A well-dressed man in his 30s, Santamaría describes himself as an environmental businessman.

“Although,” he adds laughing, “it is more environmental than business at the moment. We are only just breaking even as the premiums paid by the electricity companies for each kilowatt from biomass are not exactly generous.”

However, he does have a ready market – all the electricity he produces is bought by local power supply companies and there is a market for increased production. And now that he has started making biomass, Santamaría is not going to give up. He thinks many of the region’s olive producers would do the same if the financial incentives were greater.

This would give greater benefits to the environment than simply disposing of polluting olive residue. Biomass is a renewable, CO2-neutral fuel making it a valuable technology in efforts to reduce CO2 emissions to curb global warming and climate change. “The big advantage biomass offers over renewable energy sources like wind and solar is it can be stored and used when needed. This means it can provide a constant, non-fluctuating supply of electricity,” says Heikki Willstedt, Energy and Climate Change Expert at the Spanish office of WWF, the global conservation group.

Many believe that, after wind power, biomass is the biggest renewable energy source that can be exploited on a large scale.

According to a report from WWF and the European Biomass Association, 15 per cent of electricity in OECD free market countries – enough to supply 100 million homes – could come from biomass by 2020. Compared to traditional power stations, this could cut CO2 emissions by about 1,000 million tonnes each year, an amount equivalent to the combined annual emissions of Canada and Italy.

With most industrialized countries struggling to meet commitments to reduce CO2 emissions, these figures should be a huge incentive to promote biomass along with other renewable energy sources. Spain, for example, agreed to limit emissions to a 15 per cent increase over 1990 levels by 2012 under the Kyoto Protocol.

However, the country is struggling to meet its target: CO2 emissions have already gone up by 40 per cent since 1990.

The biomass industry remains underdeveloped in most industrialized countries.

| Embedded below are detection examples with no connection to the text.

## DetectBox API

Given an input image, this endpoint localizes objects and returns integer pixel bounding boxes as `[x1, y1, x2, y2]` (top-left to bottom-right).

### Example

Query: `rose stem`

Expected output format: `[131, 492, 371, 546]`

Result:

It supplies just 3 per cent of Spain’s total electricity consumption, while in most industrialized countries the figure is only 1 per cent.

This is mainly due to lack of government support. For example, while Spanish biomass electricity producers receive a premium on top of the normal price for electricity, this premium is not high enough to make biomass attractive to most investors.

World leader

The industry is not without supporters. The director of the energy agency in Seville, Enrique Belloso Perez, is keen to promote biomass, along with other renewable energy sources like wind and solar power. He does concede, however, current laws on renewable energy are not cost effective to expand the use of biomass.

“We need a new more financially attractive law, which offers higher subsidies to producers. Otherwise there will be no new biomass plants built in Andalucia – or in Spain,” he says.

Willstedt agrees. “Biomass has a huge role to play in delivering clean, sustainable energy for the future. The technology is there – the stumbling blocks are political and commercial.”

Despite the problems, biomass has made an impressive beginning in Andalucia – already a world leader in wind and solar technology. Andalucia’s olive biomass power plants currently produce enough electricity for 130,000 households, while biomass as a whole supplies 5 per cent of the region’s total energy consumption.

And construction of Santamaría’s olive biomass power station continues.

“Of course, we started this project to make a profit,” says Santamaría. “But we know we are solving a serious problem at the same time. We feel happy earning money and helping the environment.”

The farmers in this part of the world, at least, are doing their bit.